Just as a healthy lifestyle requires lifelong attention, enterprise systems require ongoing care, curiosity, and commitment. When associations internalize this truth, they stop chasing “completion” and start embracing continuous evolution—unlocking far greater value over the long run.

Tips & Tricks: Keep this concept as a mantra. Enterprise projects never “end.” Once you stop improving, the clock is ticking on your investment.
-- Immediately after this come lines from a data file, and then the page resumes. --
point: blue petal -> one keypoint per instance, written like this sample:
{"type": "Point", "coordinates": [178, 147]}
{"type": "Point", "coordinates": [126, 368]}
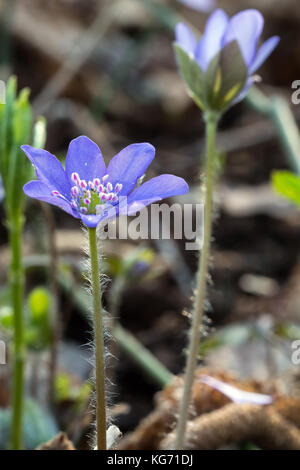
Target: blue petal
{"type": "Point", "coordinates": [244, 91]}
{"type": "Point", "coordinates": [39, 190]}
{"type": "Point", "coordinates": [110, 212]}
{"type": "Point", "coordinates": [211, 42]}
{"type": "Point", "coordinates": [245, 27]}
{"type": "Point", "coordinates": [185, 38]}
{"type": "Point", "coordinates": [84, 157]}
{"type": "Point", "coordinates": [129, 165]}
{"type": "Point", "coordinates": [200, 5]}
{"type": "Point", "coordinates": [156, 189]}
{"type": "Point", "coordinates": [265, 50]}
{"type": "Point", "coordinates": [48, 169]}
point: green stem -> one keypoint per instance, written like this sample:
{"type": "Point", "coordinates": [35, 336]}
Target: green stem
{"type": "Point", "coordinates": [211, 127]}
{"type": "Point", "coordinates": [99, 342]}
{"type": "Point", "coordinates": [17, 289]}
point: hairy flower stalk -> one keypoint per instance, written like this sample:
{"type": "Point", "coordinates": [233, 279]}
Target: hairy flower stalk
{"type": "Point", "coordinates": [99, 343]}
{"type": "Point", "coordinates": [94, 193]}
{"type": "Point", "coordinates": [211, 127]}
{"type": "Point", "coordinates": [218, 70]}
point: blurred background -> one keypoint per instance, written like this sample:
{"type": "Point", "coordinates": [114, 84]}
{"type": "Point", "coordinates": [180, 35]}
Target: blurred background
{"type": "Point", "coordinates": [106, 69]}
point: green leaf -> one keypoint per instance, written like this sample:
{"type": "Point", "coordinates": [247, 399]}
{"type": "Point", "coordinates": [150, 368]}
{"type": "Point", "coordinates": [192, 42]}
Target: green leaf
{"type": "Point", "coordinates": [39, 425]}
{"type": "Point", "coordinates": [16, 122]}
{"type": "Point", "coordinates": [287, 184]}
{"type": "Point", "coordinates": [192, 75]}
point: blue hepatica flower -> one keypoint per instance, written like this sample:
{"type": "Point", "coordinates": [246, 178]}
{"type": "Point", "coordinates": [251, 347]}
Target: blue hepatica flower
{"type": "Point", "coordinates": [89, 191]}
{"type": "Point", "coordinates": [244, 29]}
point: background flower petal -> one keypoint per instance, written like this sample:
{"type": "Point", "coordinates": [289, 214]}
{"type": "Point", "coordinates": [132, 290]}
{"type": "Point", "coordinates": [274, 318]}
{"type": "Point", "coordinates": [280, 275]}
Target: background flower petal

Like any diet or physical accomplishment, your body adapts and ultimately requires some sort of change in order to improve.

The Future Belongs to Associations That Treat Change Like a Lifestyle

Just as individuals who embrace healthy habits enjoy more energy, resilience, and longevity, associations that adopt a lifestyle approach to process and technology change position themselves for long term success.

They don’t fear new tools—they welcome them.
They don’t resist new processes—they practice them.
They don’t burn out—they rest, reflect, and improve.
They don’t stagnate—they stay curious and engaged.

In a world where member expectations evolve rapidly and technology advances at breathtaking speed, the healthiest associations will be the ones that treat operational improvement not as a project, but as a way of life.

And like any healthy lifestyle, it starts with one small habit, repeated consistently, supported by a culture that believes in growth.